La première partie de leur rapport consiste en une synthèse des échanges avec des extraits de verbatims des discussions, la seconde propose une analyse et des préconisations. On sait que la concertation a été complexe, les avis divergents et que le travail sur cette question mérite d’être approfondi, car certaines des préconisations présentées sont loin de faire l’unanimité.

SUP’Recherche UNSA a toujours été favorable à la professionnalisation des formations, quelles qu’elles soient. Celle-ci doit se décliner en fonction du projet de l’étudiant et du moment de l’insertion professionnelle dans le cursus.

Le rapport devrait nous être communiqué dans les prochains jours, nous pourrons alors en faire une analyse plus serrée. Toutefois, la présentation orale qui nous en a été faite nous conduit à poser quelques remarques et questions. Une première remarque : le rapport préconise d’organiser l’enseignement supérieur en deux grandes voies professionnelles versus générale et technologique. Pour nous la professionnalisation doit intervenir dans les deux voies avec des spécificités propres. Il faut donc penser une professionnalisation pour chaque cursus et pas en opposer formation professionnelle et formation générale/technologique.

Les questions :

  • En quoi ce qui est proposé permettra-t-il d’échapper à de vieux démons comme la hiérarchisation des voies entre la voie professionnelle / générale & technologique ?
  • Il a été mentionné que les étudiants recherchent une sécurisation des parcours en s’inscrivant dans des filières courtes et sélectives avec diplomation intermédiaire alors qu’ils pourraient aller en filière générale, en quoi les préconisations vont-elles empêcher cela surtout si le DUT devient, du fait des 180 ECT, une forme de licence ?
  • Le DUT en 180 ECTS permettra-t-il aux IUT de renouer avec leur finalité initiale (intégration dans le monde du travail) ?
  • ne risque-t-on pas de faire de la voie pro une voie de relégation ?

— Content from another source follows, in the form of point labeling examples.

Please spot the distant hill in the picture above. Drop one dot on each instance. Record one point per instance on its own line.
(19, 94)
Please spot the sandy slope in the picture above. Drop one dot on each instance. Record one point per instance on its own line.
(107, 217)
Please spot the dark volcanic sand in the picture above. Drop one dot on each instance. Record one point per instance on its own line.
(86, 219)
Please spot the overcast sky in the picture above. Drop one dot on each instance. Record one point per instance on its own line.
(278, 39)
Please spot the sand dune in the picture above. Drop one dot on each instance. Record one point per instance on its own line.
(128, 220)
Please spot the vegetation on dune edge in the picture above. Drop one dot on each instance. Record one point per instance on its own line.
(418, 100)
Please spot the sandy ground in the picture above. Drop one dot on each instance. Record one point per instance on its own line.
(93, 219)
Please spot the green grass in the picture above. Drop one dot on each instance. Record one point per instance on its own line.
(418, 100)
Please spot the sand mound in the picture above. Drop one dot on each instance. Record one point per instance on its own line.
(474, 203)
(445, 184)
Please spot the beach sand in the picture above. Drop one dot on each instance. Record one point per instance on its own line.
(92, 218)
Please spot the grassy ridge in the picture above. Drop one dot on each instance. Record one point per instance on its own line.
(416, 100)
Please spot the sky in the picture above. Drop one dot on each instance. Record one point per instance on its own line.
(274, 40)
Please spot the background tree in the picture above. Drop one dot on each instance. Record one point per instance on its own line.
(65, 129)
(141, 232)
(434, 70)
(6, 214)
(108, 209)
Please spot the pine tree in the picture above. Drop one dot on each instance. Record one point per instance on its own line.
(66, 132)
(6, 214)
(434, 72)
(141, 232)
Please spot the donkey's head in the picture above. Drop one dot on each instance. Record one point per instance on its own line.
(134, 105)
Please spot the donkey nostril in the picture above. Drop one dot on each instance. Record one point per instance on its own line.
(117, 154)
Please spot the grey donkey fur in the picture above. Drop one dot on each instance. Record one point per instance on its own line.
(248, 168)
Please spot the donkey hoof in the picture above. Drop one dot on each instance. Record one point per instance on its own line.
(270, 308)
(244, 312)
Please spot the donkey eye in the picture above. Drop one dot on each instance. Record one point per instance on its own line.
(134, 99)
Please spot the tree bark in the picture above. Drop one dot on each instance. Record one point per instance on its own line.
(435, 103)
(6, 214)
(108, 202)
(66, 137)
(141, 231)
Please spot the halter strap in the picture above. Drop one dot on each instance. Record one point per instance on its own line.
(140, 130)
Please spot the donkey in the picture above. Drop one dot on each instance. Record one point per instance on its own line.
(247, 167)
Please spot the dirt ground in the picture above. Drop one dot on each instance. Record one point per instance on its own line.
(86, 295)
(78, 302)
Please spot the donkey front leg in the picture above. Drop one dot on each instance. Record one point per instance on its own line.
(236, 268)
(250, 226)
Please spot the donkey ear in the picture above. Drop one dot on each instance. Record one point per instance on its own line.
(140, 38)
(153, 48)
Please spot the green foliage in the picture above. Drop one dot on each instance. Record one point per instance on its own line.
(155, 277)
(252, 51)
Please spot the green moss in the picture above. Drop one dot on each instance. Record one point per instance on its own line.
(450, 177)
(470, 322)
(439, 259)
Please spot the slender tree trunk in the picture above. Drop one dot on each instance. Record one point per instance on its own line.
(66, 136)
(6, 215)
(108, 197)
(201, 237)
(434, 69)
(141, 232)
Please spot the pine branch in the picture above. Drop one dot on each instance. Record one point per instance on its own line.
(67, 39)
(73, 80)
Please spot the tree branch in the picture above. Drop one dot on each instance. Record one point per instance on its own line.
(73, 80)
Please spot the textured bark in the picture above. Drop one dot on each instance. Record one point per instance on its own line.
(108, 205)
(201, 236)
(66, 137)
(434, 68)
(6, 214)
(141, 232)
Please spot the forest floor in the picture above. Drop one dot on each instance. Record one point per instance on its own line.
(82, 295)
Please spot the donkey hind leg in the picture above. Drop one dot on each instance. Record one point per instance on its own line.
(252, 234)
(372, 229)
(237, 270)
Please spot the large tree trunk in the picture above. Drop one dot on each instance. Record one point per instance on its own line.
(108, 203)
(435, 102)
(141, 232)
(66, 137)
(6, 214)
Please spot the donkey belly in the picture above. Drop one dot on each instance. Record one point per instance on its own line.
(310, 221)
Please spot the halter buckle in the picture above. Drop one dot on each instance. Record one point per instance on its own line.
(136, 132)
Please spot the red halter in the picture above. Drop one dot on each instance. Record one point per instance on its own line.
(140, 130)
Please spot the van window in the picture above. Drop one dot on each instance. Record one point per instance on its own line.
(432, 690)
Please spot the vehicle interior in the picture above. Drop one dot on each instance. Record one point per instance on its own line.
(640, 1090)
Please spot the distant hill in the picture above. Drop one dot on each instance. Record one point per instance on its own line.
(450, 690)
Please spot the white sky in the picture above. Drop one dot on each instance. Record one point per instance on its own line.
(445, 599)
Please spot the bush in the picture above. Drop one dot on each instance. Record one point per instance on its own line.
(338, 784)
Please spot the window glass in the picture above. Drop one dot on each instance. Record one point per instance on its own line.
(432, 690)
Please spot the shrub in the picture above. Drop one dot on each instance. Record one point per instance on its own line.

La question maintenant est de savoir comment cela se mettra en œuvre, quels moyens que l’on pourra déployer pour cette réforme le diable se cachera dans les détails.


Depuis lors nous avons reçu ce rapport qui est au final assez vide, les 26 premières pages n’apportent pas grand-chose si ce n’est des « propos piqués “Sur le vif” » qui n’engagent que ceux qui les ont prononcés comme « Nous avons un vieux système qui a dérivé » ou encore « Les métiers évoluent. Les formations doivent s’assurer que les diplômés sauront s’adapter et évoluer au sein de l’entreprise » … nos représentants à ces réunions ont le sentiment d’avoir été manipulés et que le but de cette concertation est d’imposer le DUT en 180 ECTS comme solution à la professionnalisation.

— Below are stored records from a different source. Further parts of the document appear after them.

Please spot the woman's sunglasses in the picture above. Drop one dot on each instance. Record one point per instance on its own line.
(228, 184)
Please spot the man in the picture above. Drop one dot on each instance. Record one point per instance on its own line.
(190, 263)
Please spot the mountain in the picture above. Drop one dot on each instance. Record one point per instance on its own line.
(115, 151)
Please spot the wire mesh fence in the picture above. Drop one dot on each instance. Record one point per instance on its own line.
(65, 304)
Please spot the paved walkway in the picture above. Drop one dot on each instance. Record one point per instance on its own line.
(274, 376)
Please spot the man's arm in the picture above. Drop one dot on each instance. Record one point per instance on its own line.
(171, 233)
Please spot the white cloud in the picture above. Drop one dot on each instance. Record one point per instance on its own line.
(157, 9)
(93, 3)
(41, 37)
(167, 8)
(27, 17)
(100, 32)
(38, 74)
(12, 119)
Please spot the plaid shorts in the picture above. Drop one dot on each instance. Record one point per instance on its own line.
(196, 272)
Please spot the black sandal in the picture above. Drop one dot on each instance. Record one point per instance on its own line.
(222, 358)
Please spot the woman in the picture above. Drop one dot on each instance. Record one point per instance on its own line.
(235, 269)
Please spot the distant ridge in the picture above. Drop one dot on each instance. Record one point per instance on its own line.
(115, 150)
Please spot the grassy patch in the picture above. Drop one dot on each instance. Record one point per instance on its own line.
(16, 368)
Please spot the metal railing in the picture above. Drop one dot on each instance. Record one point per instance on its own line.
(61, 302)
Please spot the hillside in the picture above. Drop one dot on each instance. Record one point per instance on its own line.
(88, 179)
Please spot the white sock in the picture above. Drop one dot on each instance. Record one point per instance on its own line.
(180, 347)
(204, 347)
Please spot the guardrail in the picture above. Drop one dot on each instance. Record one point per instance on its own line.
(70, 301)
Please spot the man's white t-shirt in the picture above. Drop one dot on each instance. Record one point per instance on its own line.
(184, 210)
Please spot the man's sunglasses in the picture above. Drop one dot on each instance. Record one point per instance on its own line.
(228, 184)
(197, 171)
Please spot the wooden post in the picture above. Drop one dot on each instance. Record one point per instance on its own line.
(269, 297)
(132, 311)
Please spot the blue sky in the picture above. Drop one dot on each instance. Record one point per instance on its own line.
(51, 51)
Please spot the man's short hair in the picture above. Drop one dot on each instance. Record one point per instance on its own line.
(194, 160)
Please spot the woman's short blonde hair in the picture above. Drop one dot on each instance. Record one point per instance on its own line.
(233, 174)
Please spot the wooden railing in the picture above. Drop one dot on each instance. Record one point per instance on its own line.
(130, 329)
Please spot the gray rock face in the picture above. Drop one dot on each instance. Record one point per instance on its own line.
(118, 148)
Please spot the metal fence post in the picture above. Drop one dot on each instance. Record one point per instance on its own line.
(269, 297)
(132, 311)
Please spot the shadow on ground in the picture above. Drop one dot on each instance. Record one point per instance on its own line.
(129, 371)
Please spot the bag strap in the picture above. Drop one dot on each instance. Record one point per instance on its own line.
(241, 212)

Les postulats qui sous-tendent la réflexion sont très discutables. Pour les auteurs du rapport, la voie professionnelle doit mettre en oeuvre une ” une pédagogie guidée par l’apprentissage des gestes professionnels ” (p.32) alors que le programme des voies générales et technologiques est basé ” sur l’acquisition de concepts fondamentaux “, le professionnel ne conceptualiserait donc pas ? Par ailleurs il précisent que la démarche pédagogique de ces deux voies est “basée sur l’application pour dégager le concept en filière technologique et directement sur le concept en filière générale” comme si on accédait directement aux concepts ?

Au début du siècle dernier, des philosophes comme Husserl et Merleau-Ponty expliquaient combien l’expérience était importante pour l’acquisition de connaissances. Plus récemment les travaux de recherche sur la cognition notamment la cognition incarnée (embodied cognition) montrent que la construction des concepts procède des interactions du sujet dans sa corporéité avec son environnement. Pour finir, nous évoquerons Varela pour qui «  le cerveau existe dans un corps, le corps existe dans le monde, et l’organisme bouge, agit, se reproduit, rêve, imagine. Et c’est de cette activité permanente qu’émerge le sens du monde et des choses » dans (in Kempf, 1998 : 109).
Hervé KEMPF, « Entretien avec Francisco Varela », La Recherche, 308, avril 1998, pp. 109-112.